My shells must know their own past. They are full of nothing but ocean when I hold them to my ear. I don’t know what to believe.
I do know my father is embarrassed by Mr Prophet. When I asked him if we had to believe that the plesiosaurus was created on a Thursday, he said that the Bible speaks to each of us in its own mysterious way. We should leave the answers in God’s hands, he said. Brian, my brother, said I shouldn’t be asking these questions, Brian said they are not relevant, Brian said that Oyster says that time itself is the fossil from which the opalis
ed future comes. Miss Rover said that Oyster is highly intelligent, but he still talks bullshit.
Brian said that Oyster says that Miss Rover could never understand the transcendental nature of interlocking time spheres, and nor could I. That was before Brian left us and went to the Reef.

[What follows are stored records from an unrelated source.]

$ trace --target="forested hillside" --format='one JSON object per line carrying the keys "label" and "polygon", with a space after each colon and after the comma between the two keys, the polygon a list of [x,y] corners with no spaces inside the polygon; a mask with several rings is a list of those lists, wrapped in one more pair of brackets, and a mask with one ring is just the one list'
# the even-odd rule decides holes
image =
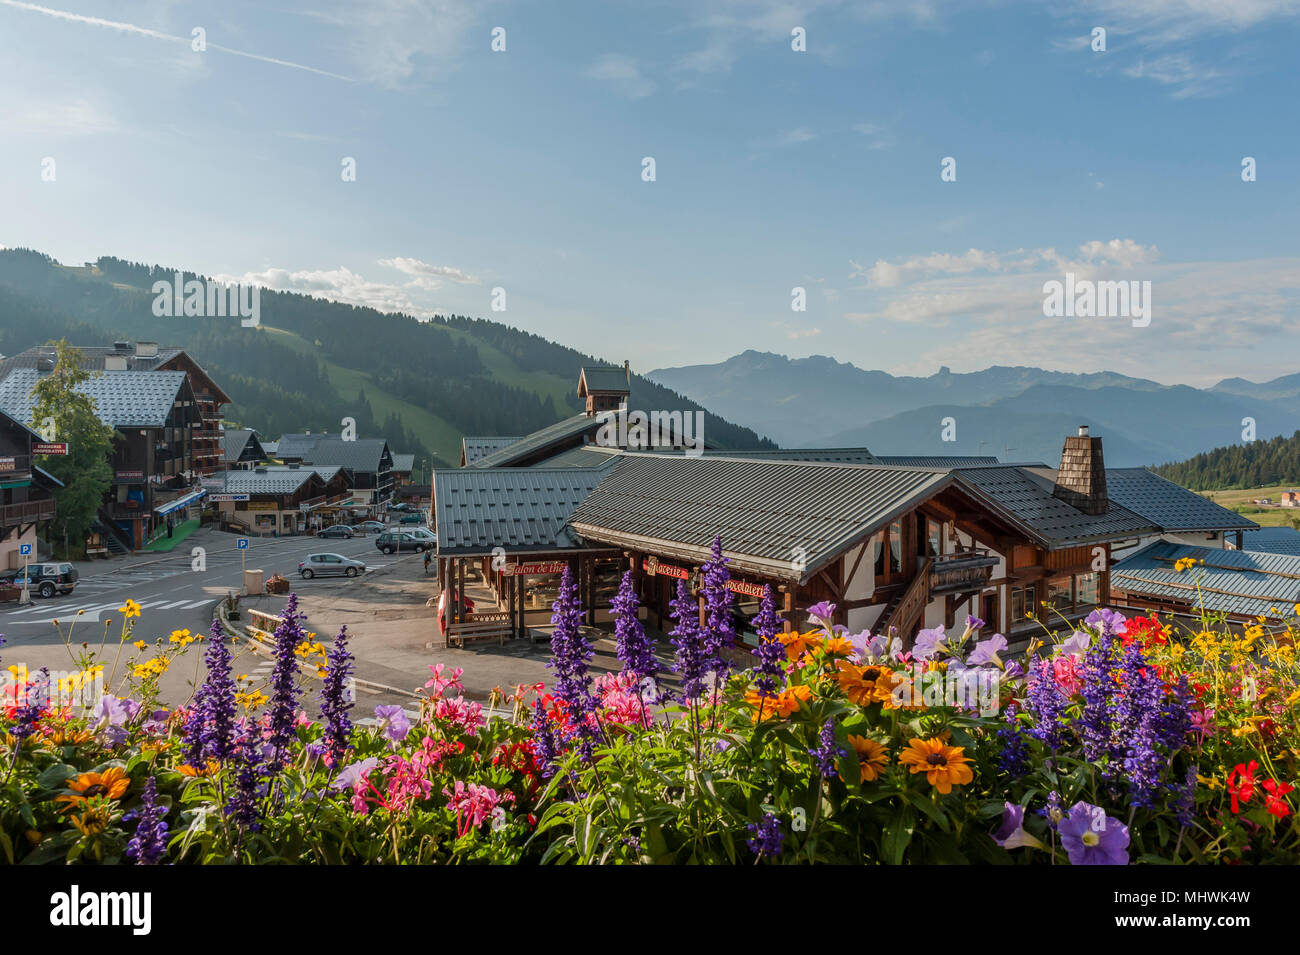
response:
{"label": "forested hillside", "polygon": [[[68,267],[39,252],[0,251],[0,352],[61,337],[175,345],[235,399],[231,421],[276,437],[337,431],[352,417],[360,435],[383,435],[435,466],[457,463],[463,434],[523,434],[575,413],[578,368],[622,359],[594,359],[497,322],[419,321],[268,290],[258,328],[237,318],[157,317],[153,283],[175,273],[112,257]],[[701,407],[636,375],[631,400],[645,409]],[[711,414],[705,434],[719,447],[772,446]]]}
{"label": "forested hillside", "polygon": [[1289,438],[1279,435],[1267,441],[1215,448],[1155,470],[1197,491],[1300,484],[1300,431]]}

I know it is less than sixty years since a Beresford, some older relation of Ma’s, found opal floaters at Aladdin’s Rush and built the house that is the oldest in Outer Maroo. That was in 1938.

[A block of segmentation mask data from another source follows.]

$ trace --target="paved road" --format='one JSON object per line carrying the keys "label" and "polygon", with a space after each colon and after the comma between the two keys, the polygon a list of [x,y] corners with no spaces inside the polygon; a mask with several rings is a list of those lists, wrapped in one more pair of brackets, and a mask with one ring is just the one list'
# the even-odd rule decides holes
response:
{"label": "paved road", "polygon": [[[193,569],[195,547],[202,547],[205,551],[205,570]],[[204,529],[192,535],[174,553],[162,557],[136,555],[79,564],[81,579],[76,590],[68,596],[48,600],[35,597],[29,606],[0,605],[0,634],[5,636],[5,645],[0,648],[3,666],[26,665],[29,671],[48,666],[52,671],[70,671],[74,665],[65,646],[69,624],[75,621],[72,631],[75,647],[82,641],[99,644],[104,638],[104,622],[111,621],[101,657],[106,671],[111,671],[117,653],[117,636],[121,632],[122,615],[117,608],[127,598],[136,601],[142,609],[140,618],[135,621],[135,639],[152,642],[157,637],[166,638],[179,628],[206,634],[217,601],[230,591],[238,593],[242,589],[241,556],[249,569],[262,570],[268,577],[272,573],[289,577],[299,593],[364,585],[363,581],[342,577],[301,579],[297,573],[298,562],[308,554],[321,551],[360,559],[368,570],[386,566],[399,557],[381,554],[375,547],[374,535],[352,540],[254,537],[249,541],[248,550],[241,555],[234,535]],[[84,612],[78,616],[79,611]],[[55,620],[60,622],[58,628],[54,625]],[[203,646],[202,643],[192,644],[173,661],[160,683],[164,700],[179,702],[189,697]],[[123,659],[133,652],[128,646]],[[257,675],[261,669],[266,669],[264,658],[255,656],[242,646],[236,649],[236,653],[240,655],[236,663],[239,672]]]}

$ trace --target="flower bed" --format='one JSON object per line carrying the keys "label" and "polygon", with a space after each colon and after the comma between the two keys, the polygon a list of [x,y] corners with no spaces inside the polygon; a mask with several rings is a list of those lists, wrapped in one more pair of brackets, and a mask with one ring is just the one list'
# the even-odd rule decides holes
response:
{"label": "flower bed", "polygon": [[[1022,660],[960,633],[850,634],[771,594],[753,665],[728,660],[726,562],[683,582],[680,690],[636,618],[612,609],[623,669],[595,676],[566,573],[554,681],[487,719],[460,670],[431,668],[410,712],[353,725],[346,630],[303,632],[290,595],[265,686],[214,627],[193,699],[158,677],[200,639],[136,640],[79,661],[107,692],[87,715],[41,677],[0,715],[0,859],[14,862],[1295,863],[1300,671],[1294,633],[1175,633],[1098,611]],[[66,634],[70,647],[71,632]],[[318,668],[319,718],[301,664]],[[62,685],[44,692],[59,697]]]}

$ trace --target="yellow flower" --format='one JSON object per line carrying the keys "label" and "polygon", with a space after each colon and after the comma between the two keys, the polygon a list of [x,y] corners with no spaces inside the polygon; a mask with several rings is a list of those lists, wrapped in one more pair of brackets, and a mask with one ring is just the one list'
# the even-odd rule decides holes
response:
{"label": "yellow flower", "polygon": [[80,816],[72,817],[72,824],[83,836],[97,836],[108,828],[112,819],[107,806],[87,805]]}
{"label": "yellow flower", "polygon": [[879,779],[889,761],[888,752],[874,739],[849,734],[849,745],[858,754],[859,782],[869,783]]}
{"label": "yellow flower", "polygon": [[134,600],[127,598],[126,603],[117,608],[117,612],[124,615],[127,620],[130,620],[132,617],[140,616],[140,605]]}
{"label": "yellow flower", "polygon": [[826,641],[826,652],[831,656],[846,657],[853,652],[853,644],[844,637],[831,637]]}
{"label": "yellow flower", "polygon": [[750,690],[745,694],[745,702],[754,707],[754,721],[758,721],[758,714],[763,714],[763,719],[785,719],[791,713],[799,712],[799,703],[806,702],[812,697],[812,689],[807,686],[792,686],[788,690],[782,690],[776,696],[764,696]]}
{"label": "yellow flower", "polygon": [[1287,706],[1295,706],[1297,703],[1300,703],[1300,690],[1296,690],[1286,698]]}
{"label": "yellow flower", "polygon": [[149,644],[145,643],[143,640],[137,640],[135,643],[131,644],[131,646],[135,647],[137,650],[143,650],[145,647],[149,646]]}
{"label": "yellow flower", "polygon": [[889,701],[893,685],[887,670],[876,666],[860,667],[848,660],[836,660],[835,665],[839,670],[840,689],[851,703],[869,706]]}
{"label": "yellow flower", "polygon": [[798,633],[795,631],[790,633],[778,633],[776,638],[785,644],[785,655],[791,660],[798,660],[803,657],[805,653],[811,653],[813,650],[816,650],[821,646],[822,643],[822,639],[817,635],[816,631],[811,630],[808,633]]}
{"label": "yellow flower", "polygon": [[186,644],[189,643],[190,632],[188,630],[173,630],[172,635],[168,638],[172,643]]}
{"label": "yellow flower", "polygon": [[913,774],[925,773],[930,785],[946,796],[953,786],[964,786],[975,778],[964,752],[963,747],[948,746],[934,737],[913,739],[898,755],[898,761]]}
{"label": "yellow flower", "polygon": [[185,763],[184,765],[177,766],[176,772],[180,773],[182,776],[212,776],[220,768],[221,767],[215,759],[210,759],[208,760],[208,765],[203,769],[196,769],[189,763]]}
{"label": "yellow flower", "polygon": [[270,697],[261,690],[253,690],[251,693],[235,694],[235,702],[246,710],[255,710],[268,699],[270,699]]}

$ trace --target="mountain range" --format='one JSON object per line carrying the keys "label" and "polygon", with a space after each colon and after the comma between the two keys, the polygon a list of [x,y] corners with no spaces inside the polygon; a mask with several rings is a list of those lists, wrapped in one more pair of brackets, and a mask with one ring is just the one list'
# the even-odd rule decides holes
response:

But before that there was Maroo, a handful of miners and a few opal shafts in the 1870s. The miners set up camp and sank the first shafts inside a bora ring, not far from where Oyster’s Reef is today. There was trouble. The miners blamed the Murris and there was a massacre of their camp. Everyone knows this. It’s still a junkyard of bones out there, not far from the Reef. Some of Oyster’s backpackers came and told Miss Rover one day, and she took photographs. She mailed the film to a newspaper in Sydney, but of course the letter never left here.
After the massacre, the old town, the town of Maroo, prospered on opal for three years, and then it was burned to a crisp. Everyone says that the Murris who escaped the massacre came back and did it. Everyone said the place was jinxed. That was in l873. Maroo sank into the earth until Outer Maroo was built to the east of it. We call the oldest shafts, the 1870s shafts, Inner Maroo, because all that is left is holes in the ground.

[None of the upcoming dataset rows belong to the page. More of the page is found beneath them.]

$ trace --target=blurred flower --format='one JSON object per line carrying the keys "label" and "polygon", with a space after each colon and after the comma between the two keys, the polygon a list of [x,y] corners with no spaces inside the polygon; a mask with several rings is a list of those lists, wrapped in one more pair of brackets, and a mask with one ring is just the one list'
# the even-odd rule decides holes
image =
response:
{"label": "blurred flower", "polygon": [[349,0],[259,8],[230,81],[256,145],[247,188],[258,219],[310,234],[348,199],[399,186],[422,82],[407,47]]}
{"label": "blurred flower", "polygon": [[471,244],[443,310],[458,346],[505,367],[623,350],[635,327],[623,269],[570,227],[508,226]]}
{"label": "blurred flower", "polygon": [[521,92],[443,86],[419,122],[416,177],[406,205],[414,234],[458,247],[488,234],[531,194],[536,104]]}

Mercy closed her diary and leaned back against the curving wall of the Rush. She pressed her fingertips together. Miss Rover, come over, she wished, and she rubbed the old Aladdin seams, and abracadabra, Miss Rover’s own journal rose like a genie from one of the cartons of books. The journal had not been regularly kept, and there were pages torn out, and the entries were very rarely dated, but for Mercy, the fragments were full of enticements. She cherished them. She read them avidly.
Outer Maroo. February.
Hotter than Hades. Lost world. Just getting here pretty amazing in itself; picked up in Quilpie, 2-seater Cessna, by local grazier, Andrew Godwin, a lecher if ever there was one. Blindfolded; security reasons, he claimed; real reason, in my opinion, an excuse to touch me up, plus kinky leanings. Landed on airstrip on his property.